Once you’ve chosen a deity, consider your cleric’s relationship to that god. Did you enter this service willingly? Or did the god choose you, impelling you into service with no regard for your wishes?
The 5th-edition Player’s Handbook, page 57
It’s funny how often lines like the one above get overlooked as players and GMs flip pages to the crunchy bits. How often at the gaming table have I seen a cleric who was impelled into service, as the above question describes? Never. But it’s a cool idea. The new Player’s Handbook is filled with such lines, full of thought and likely to be unread.

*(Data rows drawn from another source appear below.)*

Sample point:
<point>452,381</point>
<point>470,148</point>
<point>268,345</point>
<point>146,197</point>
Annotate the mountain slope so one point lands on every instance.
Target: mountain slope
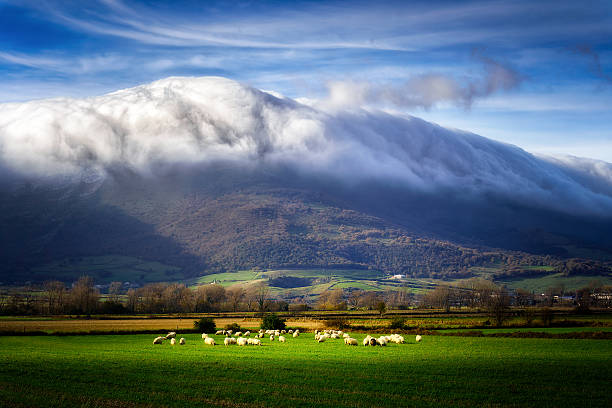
<point>209,175</point>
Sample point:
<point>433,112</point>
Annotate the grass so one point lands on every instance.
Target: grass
<point>129,371</point>
<point>540,284</point>
<point>536,330</point>
<point>109,268</point>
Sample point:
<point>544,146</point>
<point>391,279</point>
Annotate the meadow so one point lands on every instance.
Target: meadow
<point>129,371</point>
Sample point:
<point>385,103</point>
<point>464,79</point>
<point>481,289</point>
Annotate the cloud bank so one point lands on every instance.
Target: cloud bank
<point>426,91</point>
<point>195,121</point>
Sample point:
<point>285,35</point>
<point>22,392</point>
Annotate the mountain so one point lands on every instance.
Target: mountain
<point>205,175</point>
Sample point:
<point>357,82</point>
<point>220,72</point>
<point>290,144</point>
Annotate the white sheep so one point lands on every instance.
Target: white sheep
<point>349,341</point>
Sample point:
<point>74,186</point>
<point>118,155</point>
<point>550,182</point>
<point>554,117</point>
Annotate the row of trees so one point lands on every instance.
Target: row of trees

Previous editions have similarly encouraged clerical variety, with most of that variety going unexplored. For instance, 3rd edition introduced the idea that clerics might draw their power from devotion to a philosophy or cause, instead of from a deity. That option appears again in 5th edition’s advice to game masters. (Wallace Cleaves, in a response to my previous column, explored a famous example of such a philosophy-dedicated cleric: the Jedi.) It really is a pity that players and GMs explore the full range of variety for elves, halflings, dragonborn, fighters, types of rogues, and clerical domains — but that when it comes to the cleric’s relationship to the divine, everyone goes back to the same cookie-cutter approach, even when the rulebooks explicitly give permission to be more creative than that.
It’s the line quoted at the top of this column that I’m drawing from to create my next Dice Unloaded character: Galatherina.
Galatherina can make magic with her sword that most other clergy envy, yet she does not know a word of their formal blessings or marriage rites. She brings her horse into the temple and expects friars to clean up its messes.